Tracy L. Johnson

Tracy L. Johnson is the Keith and Cecilia Terasaki Presidential Endowed Chair in the Life Sciences and Professor of Molecular, Cell, and Developmental Biology at the University of California, Los Angeles (UCLA). She is also a professor of the Howard Hughes Medical Institute. In May 2020, she was named Dean of the UCLA Division of Life Sciences.^[1]

Tracy L. Johnson
Academic background
Alma mater	University of California, San Diego University of California, Berkeley California Institute of Technology
Academic advisors	John Abelson
Academic work
Discipline	Molecular Biology, Cellular Biology, Biochemistry
Institutions	University of California, Los Angeles (current) Howard Hughes Medical Institute University of California, San Diego (past)
Main interests	Gene expression, RNA synthesis, and chromatin modification.

Research

Johnson's first published study examined the effects of intravertebral disc using cell implantation within sand rats. The study focused on a combination of histology, tissue culture, and immunocytochemistry. Her team used this study to determine if these rats were a good model organism for future research to start developing real-world cell therapy interventions.^[2]

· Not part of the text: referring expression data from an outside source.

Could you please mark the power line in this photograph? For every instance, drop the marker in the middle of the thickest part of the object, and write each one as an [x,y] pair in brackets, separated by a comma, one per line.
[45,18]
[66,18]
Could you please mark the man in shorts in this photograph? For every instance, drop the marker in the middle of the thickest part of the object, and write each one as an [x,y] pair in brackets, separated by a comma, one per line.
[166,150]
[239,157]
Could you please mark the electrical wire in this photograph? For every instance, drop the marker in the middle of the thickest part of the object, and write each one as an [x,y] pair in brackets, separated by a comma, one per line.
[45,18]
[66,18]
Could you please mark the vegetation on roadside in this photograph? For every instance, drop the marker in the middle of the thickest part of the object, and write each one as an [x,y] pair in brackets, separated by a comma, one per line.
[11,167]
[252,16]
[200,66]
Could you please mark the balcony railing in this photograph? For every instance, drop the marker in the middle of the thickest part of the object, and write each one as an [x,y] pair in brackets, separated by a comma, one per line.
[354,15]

Currently, Johnson's research focuses on understanding gene regulation, chromatin modification, RNA splicing and how regulating splicing allows cells to respond to their environment.^[3] Specifically, her group studied the spliceosome, a macromolecular "machine" made of five subunits that interacts with a pre-messenger RNA to produce an edited version,^[4] leading to appropriate translation into proteins. Through her research, Johnson hopes to outline the functions of spliceosomes in RNA splicing in order to discover how mutations may lead to the development of certain illnesses.^[5] Utilizing molecular genetic technology, her group provided evidence that spliceosome assembly around a nascent mRNA transcript is regulated by histone modifications in the chromatin of the transcribed region.^[6][7] Johnson has also worked on identifying and developing the structure of tri-snRNPs, a small nuclear ribonucleoprotein found within spliceosomes. These snRNPs position mRNA components in the correct position for splicing.^[5][8] Her work allowed for the visualization of the specific regions of interest on the spliceosome that play key roles in the RNA splicing process.^[5] She presented this research to the RNA Society in 2016.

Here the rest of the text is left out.